前記の樋状部材(20)には、前記の内部空間(19)およびその内部空間(19)の外側を連通させるための連通孔(21)を、樋状部材(20)の長手方向に複数備えた地下茎加温装置である。
【0009】
(用語説明)
「半導体ヒータ(10)」とは、通電すると発熱するヒータである。電熱線と比較すると、部位によって発熱のばらつきが極めて小さいことが特徴である。
「樋状部材(20)」とは、前記の「内部空間(19)」が形成されるような形状であればよく、代表的には半円形、「コ」字形、「く」字形などである。ねじれ方向のゆがみを防止するために溝を入れた「3」字形などもあり得る。半導体ヒータ(10)が加温した熱を拡散させたい場合には熱伝導率の高い素材を採用し、連通孔(21)からの熱拡散量を増やしたい場合には熱伝導率の低い素材を採用する。
【0010】
(作用)
樋状部材(20)に対して半導体ヒータ(10)の長手方向の両端を固定し、筒状体を形成する。形成された筒状体を、植物の地下茎を加温するのに適切な位置へ埋設する。 半導体ヒータ(10)に対して通電することで、内部空間(19)を加温することができる。
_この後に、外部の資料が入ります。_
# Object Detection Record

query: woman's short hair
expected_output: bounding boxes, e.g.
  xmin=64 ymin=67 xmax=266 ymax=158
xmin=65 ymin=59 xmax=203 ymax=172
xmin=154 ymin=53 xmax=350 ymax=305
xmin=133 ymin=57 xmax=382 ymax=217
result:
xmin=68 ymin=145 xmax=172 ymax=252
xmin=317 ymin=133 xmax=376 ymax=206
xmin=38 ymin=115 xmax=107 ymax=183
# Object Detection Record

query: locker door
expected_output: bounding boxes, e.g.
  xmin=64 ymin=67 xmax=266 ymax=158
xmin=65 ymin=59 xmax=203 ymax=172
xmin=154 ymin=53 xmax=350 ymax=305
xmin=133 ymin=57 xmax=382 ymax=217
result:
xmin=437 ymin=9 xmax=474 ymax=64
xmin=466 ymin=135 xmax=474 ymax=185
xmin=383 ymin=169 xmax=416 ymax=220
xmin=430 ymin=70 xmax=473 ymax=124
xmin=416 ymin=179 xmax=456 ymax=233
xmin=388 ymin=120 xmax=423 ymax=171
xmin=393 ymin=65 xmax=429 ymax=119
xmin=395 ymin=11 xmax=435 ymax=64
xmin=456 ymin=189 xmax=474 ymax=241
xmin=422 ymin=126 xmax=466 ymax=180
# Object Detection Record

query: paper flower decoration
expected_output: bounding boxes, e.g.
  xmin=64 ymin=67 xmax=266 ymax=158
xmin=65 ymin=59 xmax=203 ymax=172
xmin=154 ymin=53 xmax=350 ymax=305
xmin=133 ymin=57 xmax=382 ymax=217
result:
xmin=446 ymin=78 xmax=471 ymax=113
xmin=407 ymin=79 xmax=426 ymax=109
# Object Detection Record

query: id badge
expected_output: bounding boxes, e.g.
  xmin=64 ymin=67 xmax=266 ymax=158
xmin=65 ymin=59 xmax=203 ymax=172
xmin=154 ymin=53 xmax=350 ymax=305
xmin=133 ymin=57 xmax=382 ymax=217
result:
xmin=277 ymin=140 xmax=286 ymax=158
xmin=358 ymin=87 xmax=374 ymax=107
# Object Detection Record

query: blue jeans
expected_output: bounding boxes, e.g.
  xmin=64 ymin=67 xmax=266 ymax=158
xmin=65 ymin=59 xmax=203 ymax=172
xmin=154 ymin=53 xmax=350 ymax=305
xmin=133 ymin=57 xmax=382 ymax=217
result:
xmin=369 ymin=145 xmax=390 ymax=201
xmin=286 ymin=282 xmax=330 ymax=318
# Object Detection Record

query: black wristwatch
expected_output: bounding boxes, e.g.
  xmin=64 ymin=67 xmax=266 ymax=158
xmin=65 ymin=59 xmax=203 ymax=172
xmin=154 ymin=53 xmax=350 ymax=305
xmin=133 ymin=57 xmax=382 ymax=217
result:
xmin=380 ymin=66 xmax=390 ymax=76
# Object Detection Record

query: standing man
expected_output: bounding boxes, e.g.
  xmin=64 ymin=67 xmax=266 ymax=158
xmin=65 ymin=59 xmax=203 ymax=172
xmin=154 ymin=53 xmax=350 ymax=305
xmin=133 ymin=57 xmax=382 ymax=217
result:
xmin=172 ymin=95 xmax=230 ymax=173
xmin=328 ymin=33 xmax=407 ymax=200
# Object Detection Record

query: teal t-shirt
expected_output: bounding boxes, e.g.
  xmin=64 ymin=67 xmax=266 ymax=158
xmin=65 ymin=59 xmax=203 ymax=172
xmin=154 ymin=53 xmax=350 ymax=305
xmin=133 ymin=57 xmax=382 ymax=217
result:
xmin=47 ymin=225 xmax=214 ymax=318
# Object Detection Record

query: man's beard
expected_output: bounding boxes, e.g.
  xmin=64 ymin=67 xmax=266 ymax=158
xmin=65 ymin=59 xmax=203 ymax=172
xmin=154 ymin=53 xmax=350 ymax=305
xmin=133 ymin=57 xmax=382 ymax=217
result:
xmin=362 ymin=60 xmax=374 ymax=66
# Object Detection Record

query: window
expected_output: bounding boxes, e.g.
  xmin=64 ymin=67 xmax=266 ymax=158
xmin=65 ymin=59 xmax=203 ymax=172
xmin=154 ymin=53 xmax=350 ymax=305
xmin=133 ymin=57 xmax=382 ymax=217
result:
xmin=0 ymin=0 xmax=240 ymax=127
ブロワ(31)を用いて筒状体の内部空間(19)に対して空気を送り込むと、内部空間(19)にて加温された空気が連通孔(21)から吹き出し、地下茎を加温することができる。
【0011】
(発明のバリエーション1)
第一の発明は、以下のように形成しても良い。
すなわち、前記のブロワ(31)には、水蒸気発生装置(32)を備え、 その水蒸気発生装置(32)が発生させた水蒸気を前記の内部空間(19)へ送り込めるように形成する。
【0012】
(作用)
水蒸気発生装置(32)が水蒸気を発生させる。発生させた水蒸気は、ブロワ(31)が前記の内部空間(19)へ送り込む。 その結果、水蒸気を含んだ空気が連通孔(21)から吹き出し、地下茎に届く。水蒸気の温度が地下茎を取り巻く土壌よりも低ければ結露し、水まきと同様の効果を得ることができる。
【0013】
(発明のバリエーション2)
第一の発明は、地下茎の環境を測定するために土中へ埋設可能なセンサ(たとえば温度測定装置40)を備えることとしてもよい。
センサは、温度測定に限られず、湿度、pHなど、必要なデータを取得できるセンサを含む。
【発明の効果】
【0014】
本願発明によれば、植物の地下茎が存在する土中の加温を合理的に行える技術を提供することができた。
【図面の簡単な説明】
【0015】
【図1】第一の実施形態を示す側断面図である。
【図2】第一の実施形態を示す斜視図である。
【発明を実施するための形態】
【0016】
以下、本発明を実施形態に基づいて更に詳しく説明する。ただし、本発明は、実施形態の態様に限られるものではない。 説明に使用する図面は、側断面たる図1および斜視図たる図2である。
【0017】
図1に示すように、加温対象となる植物が二列で植えられているとする。本実施形態では、その二列の間に地下茎加温装置の主要部を配置する。 更に具体的に説明する。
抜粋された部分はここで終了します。